I am looking for a laptop. Price is a consideration as I need to stay under $400.00.I know limits my choices. This will be for personal use, email and a couple of programs, genealogy and a livestock records program.
I see Walmart has some but I don't really know what to look for.
Thanks


----------



## joseph97297 (Nov 20, 2007)

Are you set on buying one from a retail shop?

If you aren't into much gaming or video work, then I would forgo getting a 'new' laptop. Perhaps a local Computer store to buy a "used" one that has been touched up?

My wife needed an extra laptop to ferry back and forth to work, for similar things <email, word processing, couple embroidery programs, 4H records, etc> and I headed to the local pawnshop. Got a nice Inspiron 1100 for 25 dollars. Came with charger, and works great. Did clean it up <dust,etc> and reformat the HD but that was about it. I know, not the fastest, but for what she needed to do, plenty fast and nice on the wallet.

If you don't feel comfortable doing that, perhaps EBay or Craigslist? If it is going to be used for simple task, for 400 dollars you can get an awful lot.


----------



## Dusky Beauty (Jan 4, 2012)

I (as well as my "Blue Box" employed spouse) bought a refurbished Asus Laptop from Newegg.com 

Their refurbs are like new, and Asus makes GREAT laptops. You should be able to get something very nice and very reliable for $400 there. 
Newegg is a reliable company, has good prices and has a very good guarantee/return policy. 

Stay away from Acer and Dell and anything Walmart carries.

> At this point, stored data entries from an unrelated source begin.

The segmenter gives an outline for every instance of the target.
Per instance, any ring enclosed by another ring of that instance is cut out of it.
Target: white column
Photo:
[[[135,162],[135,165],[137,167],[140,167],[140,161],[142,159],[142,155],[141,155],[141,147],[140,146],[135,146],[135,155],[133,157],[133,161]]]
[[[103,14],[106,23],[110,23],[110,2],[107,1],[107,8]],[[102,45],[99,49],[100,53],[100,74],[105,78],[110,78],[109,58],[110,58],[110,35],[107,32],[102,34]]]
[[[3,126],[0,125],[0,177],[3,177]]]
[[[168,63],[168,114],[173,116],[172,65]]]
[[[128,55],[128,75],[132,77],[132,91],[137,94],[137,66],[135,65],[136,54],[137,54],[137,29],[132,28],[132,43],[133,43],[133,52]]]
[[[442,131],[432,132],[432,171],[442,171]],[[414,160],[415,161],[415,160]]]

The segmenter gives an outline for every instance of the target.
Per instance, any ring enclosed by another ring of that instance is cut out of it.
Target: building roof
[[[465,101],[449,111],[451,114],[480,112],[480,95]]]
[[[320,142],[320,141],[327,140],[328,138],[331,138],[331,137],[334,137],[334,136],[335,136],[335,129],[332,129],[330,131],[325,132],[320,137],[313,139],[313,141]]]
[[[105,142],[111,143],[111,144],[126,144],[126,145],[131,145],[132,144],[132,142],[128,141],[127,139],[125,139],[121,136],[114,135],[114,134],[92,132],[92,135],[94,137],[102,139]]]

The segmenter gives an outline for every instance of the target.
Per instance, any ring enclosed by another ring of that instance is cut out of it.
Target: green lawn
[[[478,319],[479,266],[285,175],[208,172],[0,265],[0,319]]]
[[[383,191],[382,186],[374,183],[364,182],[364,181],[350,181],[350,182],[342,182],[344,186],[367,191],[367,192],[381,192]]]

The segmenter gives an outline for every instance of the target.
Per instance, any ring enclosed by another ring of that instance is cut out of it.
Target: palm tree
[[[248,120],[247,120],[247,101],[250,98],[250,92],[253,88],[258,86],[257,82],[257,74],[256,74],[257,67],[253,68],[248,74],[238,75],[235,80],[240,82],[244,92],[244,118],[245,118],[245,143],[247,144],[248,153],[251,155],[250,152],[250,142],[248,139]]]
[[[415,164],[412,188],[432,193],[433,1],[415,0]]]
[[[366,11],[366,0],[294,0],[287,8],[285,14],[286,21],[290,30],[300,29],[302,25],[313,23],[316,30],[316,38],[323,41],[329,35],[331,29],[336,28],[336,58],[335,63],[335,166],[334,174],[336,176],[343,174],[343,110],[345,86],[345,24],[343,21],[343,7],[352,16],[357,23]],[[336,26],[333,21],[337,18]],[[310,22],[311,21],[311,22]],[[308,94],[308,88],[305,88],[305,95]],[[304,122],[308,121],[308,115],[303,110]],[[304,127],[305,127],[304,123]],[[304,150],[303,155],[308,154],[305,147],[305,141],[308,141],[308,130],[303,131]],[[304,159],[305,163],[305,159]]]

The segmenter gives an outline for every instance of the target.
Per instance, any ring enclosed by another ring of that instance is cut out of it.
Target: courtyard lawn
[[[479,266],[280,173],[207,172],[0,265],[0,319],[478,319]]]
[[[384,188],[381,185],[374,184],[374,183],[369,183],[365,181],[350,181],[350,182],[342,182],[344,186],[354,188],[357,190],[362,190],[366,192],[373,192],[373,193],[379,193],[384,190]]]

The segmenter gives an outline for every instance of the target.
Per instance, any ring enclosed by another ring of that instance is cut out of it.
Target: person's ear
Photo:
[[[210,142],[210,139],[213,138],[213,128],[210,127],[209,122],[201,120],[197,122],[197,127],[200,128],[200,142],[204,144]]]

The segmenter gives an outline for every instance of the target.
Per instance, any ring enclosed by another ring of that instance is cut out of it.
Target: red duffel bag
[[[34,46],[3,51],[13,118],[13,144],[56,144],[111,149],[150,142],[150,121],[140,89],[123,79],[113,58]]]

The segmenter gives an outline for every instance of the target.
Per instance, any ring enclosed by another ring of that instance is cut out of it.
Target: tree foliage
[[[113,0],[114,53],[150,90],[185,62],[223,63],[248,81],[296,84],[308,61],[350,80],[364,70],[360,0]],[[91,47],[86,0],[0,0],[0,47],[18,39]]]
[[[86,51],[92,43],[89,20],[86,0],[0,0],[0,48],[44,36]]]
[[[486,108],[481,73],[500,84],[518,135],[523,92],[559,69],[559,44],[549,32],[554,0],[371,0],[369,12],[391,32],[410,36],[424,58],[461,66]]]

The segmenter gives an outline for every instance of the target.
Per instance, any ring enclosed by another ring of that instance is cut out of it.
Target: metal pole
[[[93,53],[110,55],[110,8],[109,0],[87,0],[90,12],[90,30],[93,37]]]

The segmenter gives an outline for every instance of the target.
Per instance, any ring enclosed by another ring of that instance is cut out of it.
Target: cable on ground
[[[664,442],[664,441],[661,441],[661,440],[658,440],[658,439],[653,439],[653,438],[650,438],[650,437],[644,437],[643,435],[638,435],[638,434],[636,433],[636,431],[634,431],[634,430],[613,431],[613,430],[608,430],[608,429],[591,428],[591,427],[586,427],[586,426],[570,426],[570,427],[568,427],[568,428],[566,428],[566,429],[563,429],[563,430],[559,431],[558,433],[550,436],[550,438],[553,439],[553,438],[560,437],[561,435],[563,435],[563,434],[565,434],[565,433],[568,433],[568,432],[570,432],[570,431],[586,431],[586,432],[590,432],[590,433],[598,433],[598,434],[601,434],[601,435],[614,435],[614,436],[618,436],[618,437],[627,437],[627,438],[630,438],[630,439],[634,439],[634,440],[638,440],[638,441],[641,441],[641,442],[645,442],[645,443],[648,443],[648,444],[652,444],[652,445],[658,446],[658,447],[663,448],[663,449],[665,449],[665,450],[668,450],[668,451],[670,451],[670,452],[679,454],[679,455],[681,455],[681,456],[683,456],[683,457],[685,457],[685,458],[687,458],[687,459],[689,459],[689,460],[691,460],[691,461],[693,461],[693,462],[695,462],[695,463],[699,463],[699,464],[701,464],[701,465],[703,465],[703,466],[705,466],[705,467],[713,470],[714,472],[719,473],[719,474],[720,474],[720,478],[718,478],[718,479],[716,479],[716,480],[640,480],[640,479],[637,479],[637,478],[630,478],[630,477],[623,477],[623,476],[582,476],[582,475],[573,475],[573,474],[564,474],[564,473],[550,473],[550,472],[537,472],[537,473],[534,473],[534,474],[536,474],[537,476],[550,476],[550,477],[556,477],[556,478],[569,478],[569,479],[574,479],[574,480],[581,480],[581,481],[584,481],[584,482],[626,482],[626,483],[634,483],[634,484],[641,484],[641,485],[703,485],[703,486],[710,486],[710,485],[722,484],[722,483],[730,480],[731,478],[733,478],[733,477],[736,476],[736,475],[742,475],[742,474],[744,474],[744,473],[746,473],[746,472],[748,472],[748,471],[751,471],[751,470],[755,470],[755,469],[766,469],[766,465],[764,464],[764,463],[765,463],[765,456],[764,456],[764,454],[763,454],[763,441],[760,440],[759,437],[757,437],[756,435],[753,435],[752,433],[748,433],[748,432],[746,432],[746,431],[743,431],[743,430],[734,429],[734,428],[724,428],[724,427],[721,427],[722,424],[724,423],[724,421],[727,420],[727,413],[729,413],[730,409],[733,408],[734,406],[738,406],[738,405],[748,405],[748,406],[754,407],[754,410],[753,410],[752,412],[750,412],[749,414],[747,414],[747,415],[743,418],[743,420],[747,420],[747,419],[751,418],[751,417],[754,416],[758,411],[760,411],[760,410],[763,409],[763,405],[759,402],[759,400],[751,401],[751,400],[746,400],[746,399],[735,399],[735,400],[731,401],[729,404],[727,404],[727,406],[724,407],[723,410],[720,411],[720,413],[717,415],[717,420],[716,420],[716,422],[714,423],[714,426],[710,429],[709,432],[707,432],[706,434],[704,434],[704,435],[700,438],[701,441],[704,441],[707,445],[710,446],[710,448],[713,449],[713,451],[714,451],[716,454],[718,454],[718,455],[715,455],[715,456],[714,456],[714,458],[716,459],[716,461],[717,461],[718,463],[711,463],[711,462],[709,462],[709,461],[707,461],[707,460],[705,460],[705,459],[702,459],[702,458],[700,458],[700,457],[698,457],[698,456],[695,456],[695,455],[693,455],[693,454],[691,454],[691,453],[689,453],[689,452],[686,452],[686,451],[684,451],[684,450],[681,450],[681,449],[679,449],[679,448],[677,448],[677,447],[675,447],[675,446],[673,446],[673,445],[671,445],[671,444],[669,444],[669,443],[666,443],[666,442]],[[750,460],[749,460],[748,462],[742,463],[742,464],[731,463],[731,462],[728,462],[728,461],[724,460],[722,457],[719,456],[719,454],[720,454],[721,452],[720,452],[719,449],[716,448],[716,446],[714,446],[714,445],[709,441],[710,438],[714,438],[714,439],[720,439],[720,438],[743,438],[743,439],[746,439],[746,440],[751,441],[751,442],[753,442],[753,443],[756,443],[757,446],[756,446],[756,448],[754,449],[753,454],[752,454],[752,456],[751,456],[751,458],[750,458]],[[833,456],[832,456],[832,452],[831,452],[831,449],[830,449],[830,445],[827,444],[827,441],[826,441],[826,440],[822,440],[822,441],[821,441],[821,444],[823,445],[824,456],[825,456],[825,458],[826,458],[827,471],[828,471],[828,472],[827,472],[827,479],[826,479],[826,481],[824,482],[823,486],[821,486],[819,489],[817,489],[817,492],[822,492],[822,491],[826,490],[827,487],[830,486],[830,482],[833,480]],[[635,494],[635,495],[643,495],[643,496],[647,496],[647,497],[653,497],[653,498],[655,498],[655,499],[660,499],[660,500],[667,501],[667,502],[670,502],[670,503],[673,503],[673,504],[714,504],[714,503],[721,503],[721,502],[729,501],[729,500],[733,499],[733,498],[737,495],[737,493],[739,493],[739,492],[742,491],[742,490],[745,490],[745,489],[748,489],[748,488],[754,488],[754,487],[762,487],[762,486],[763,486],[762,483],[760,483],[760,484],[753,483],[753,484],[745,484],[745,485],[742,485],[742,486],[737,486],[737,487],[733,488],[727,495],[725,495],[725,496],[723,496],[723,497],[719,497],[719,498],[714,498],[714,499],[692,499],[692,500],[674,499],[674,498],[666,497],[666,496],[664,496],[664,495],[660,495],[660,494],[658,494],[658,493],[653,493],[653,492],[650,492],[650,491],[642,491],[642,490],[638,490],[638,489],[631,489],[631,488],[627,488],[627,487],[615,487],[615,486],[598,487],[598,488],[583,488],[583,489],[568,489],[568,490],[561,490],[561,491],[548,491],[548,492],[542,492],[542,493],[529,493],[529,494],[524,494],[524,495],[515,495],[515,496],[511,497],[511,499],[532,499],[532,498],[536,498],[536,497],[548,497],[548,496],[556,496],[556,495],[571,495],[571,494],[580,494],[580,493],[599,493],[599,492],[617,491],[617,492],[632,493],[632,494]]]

Walmart orders their items directly from the manufacturers and specify that they with pay X amount per unit so that they can sell it for Y price and if the company needs to use cheaper materials to meet that deal they should. That is why so many different products at Wally world are simply made shoddy.


----------



## TNHermit (Jul 14, 2005)

You can Buy IBM T60 for a couple hundred bucks on the bay. Its all I use.


----------



## Belfrybat (Feb 21, 2003)

I purchased a brand new Toshiba for $379.00 from Staples. Acer was the $399.00. Both had 4 Gig Ram and either a 750 or 1 Gig hard drive and run Windows 7. The reason I went with the Toshiba is the sales person recommended that one. I've had two Acers in the past and liked both of them. I agree about staying away from Walmart's computers.


----------